Could you provide some insight on the potential effects of technological advancements and carbon capture and sequestration? I noticed that the current infrastructure bill has allocated $10 billion for research in that area. Does this offer us any prospects for alleviating the impact of environmental considerations in the future?
Yes. I think it's very important for the U.S. government and all governments as they focus on reducing carbon, that really can't be done on a global scale without carbon capture because you've got China and India still building coal-fired power plants today, brand-new plants, some are under construction as we speak. We've seen in the last 3 years, the United States reduced coal-fired generation by 118 gigawatts, and you've seen the rest of the world build 121 gigawatts. So coal demand has gone up, not down from a global perspective. So in the United States, we're saying, well, gosh, we've got to put some money into carbon capture and figure this out to get the rest of the world to buy into this technology eventually. So we think you'll see several carbon capture projects in the United States. It's a little hard to say where. I think one of them, like Duke Energy's Edwardsport plant, would be a very good candidate for that, which is right in our backyard. But it's a little early to speculate on bills that haven't passed yet and what the exact ramifications of that are.

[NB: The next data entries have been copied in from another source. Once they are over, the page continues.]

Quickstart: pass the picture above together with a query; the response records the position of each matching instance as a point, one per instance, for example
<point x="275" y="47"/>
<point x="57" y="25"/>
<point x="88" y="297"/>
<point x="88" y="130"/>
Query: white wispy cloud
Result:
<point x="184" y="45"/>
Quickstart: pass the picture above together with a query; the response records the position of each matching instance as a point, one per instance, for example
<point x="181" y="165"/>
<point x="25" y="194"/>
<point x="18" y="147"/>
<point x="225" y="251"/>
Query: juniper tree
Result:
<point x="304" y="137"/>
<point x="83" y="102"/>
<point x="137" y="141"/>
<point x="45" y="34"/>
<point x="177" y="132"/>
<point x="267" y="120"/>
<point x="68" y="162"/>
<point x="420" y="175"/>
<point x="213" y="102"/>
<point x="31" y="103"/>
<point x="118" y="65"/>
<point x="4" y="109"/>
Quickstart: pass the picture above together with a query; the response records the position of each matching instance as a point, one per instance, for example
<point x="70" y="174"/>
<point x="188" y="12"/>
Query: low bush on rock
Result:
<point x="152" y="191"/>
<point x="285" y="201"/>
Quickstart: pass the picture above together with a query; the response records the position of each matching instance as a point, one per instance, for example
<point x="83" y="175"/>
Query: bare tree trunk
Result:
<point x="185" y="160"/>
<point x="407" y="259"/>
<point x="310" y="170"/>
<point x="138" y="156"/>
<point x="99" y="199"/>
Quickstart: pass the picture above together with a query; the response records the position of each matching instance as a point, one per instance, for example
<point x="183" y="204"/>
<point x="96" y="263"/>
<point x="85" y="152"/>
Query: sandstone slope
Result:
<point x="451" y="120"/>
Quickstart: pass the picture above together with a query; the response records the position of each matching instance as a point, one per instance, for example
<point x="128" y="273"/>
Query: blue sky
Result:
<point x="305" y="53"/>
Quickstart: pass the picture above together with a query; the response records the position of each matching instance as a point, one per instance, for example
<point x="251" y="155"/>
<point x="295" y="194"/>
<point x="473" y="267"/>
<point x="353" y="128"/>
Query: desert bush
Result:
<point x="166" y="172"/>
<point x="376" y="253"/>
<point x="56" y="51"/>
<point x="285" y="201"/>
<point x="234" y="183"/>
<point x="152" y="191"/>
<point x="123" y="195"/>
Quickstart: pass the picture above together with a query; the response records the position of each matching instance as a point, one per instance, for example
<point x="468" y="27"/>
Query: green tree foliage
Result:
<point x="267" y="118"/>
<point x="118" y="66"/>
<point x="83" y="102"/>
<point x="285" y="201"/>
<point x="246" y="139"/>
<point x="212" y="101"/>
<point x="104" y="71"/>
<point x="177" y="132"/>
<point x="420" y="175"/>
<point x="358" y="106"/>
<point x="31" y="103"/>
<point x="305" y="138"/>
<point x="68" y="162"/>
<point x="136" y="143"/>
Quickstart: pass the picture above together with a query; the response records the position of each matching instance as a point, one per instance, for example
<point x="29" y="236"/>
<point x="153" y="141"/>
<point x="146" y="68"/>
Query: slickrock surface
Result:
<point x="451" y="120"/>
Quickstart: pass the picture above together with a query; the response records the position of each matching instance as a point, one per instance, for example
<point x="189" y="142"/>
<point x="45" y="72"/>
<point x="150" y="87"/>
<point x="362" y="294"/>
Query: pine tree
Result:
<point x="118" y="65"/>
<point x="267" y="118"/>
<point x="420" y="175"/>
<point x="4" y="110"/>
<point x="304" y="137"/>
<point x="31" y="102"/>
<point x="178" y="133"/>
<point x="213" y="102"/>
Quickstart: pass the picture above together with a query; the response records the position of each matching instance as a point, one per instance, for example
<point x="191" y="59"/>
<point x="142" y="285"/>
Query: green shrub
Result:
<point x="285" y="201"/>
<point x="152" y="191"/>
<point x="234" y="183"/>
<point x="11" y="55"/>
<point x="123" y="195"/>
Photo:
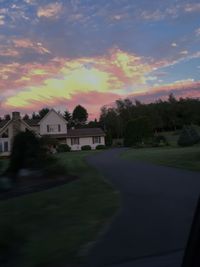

But certainly, money towards carbon capture is helpful to the industry and could be very meaningful.
The next question comes from Lucas Pipes from B. Riley Securities.
This is actually Matt Key here asking a question for Lucas. Just a quick one for me today. Are you experiencing any cost inflation related to higher raw material prices or kind of increased labor costs? And so, how do you expect that to kind of impact your operations in the second half of 2021?
Yes, it's a good question. We have noticed some inflation in areas like roof bolts due to rising steel prices. However, we have not yet experienced this in labor costs, despite the challenges of hiring in a tight market. We are curious to see how things unfold, especially with additional federal unemployment funds expiring on September 6, unless there's an extension. We are observing that some young individuals who have been receiving these funds are starting to consider job interviews as the deadline approaches. We are noticing more activity from those who have been accepting these funds, realizing they need to get back into the job market. When it comes to inflationary pressure, it can be difficult to distinguish what will be permanent versus temporary. Factors such as reopening, transportation issues, and shortages contribute to the complexity. We don't believe steel prices will remain at current levels, so we don't anticipate this as a long-term price increase. Our goal is to hire more people without significantly raising our labor costs. We are trying to grow our workforce carefully to avoid making permanent changes to our cost structure. So far, most of the cost increases appear to be short-term, likely within a six-month timeframe. We'll assess whether this continues beyond that. We expect these costs to be outweighed by sales gains. As we've mentioned, we've experienced substantial price increases over the last four months, especially in the last 30 days, and we're looking to capitalize on that. I believe our cash flow in the latter half of the year will be significantly stronger than in the first half. We plan to use this improved cash flow to pay down debt, leading to notable deleveraging of our company. That is the trend you can expect from us in 2021.
There are no more questions in the queue. This concludes our question-and-answer session. I would like to turn the conference back over to Brent Bilsland for any closing remarks.
Well, I just want to thank everyone for taking the time to join our call today. And we look forward to a very strong back half of 2021. Thank you.
The conference has now concluded. Thank you for attending today's presentation. You may now disconnect.